La péninsule compte également de nombreuses lagunes et zones humides où elles peuvent passer l’hiver et trouver de la nourriture. Les Tablas de Daimiel à Ciudad Real ou la Laguna del Campillo à Rivas Vaciamadrid en sont des exemples.

Les migrations oui, mais plus courtes

Cela ne signifie pas pour autant qu’elles ne migrent plus du tout. Selon une étude de SEO/BirdLife, de nombreuses cigognes ont leur nid dans les zones rurales et, lorsque l’hiver arrive, elles se déplacent vers la périphérie des villes comme Madrid, où elles trouvent de la nourriture dans la décharge de Valdemingómez, l’une des plus grandes d’Europe.

Cela a été vérifié au moyen d’émetteurs radio placés sur un couple de cigognes, Goyo et Enara, qui ont changé de résidence en août vers le sud de Madrid, en provenance de la chaîne de montagnes.

Ce changement dans leurs habitudes migratoires semble à première vue positif pour la survie de l’espèce. En s’épargnant un voyage aussi long et dangereux, de plus en plus de cigognes survivent. De la même manière, la disponibilité continue de nourriture qu’ils ont a à voir avec cet aspect.

Les jeunes continuent à émigrer

Un autre aspect que les chercheurs de SEO/Birdlife ont observé est la différence entre les adultes et les juvéniles. Comme ils l’ont découvert, les jeunes continuent de migrer, effectuant le dangereux voyage vers l’Afrique, tandis que les adultes restent en Europe pendant l’hiver.

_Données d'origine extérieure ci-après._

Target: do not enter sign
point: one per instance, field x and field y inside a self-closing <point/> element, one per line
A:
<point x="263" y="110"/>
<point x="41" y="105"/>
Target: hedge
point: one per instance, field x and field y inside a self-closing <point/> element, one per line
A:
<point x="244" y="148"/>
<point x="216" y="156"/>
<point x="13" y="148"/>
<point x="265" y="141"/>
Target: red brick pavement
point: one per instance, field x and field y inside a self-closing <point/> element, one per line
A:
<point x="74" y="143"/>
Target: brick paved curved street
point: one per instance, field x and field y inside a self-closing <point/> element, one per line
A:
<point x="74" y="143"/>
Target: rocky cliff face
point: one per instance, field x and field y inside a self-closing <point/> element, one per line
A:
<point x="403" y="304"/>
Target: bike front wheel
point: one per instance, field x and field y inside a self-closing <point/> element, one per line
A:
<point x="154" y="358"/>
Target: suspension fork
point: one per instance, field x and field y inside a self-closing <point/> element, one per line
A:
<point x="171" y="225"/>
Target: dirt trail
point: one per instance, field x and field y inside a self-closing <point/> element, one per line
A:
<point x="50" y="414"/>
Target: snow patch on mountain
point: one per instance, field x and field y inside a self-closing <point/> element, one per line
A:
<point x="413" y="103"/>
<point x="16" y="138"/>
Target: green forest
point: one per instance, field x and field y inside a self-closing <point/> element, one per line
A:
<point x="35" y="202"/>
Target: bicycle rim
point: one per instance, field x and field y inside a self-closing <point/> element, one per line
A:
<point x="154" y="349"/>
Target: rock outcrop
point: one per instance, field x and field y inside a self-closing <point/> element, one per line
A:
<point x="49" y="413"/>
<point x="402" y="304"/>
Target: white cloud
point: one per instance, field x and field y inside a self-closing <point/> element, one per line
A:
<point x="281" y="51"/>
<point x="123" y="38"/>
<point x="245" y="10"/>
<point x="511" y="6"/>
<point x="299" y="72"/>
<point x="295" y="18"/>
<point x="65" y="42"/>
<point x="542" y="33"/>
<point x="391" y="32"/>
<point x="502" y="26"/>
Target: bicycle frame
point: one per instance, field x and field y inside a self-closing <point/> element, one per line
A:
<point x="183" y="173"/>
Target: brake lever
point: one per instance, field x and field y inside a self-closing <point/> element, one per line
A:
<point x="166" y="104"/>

Une cigogne et ses petits.

 

En outre, selon la même étude, de nombreux oiseaux d’autres régions froides d’Europe choisissent l’Espagne comme lieu d’hivernage.

Ainsi, le nombre de cigognes en hiver dans ce pays augmente considérablement : celles qui ne vont pas en Afrique en hiver et celles qui viennent d’Europe du Nord.

Les routes migratoires en détail

La Société ornithologique espagnole, en collaboration avec d’autres organisations européennes, étudie la migration de la cigogne blanche depuis des années. Ses chercheurs ont récemment présenté une étude détaillée où, pour la première fois, ils ont inclus des données provenant d’émetteurs radio GPS sur les cigognes migratrices. Les résultats ont été variés :

  • Tout d’abord, ils ont confirmé l’hypothèse selon laquelle les jeunes cigognes migrent vers le Sahel, tandis que les cigognes adultes hivernent en Espagne.
  • Les cigognes d’Europe centrale, qui hivernent pour la plupart en Espagne, ont un taux de survie plus élevé (environ 50 %) que les cigognes espagnoles qui migrent vers l’Afrique. Parmi ces dernières, seule 1 sur 10 est retournée dans ses zones de reproduction.
  • Les adultes, en revanche, hivernent surtout en Europe. Cela signifie que la grande majorité a survécu l’année suivante.

En conclusion, nous pouvons assurer que le comportement migratoire de la cigogne et son évolution depuis des décennies sont cruciaux. Cela nous aide à prédire l’évolution générale de nombreux oiseaux migrateurs.

Bien qu’il semble a priori que leur absence de migration ait un effet positif sur leur survie, les influences futures du changement climatique sur la Ciconia restent à observer.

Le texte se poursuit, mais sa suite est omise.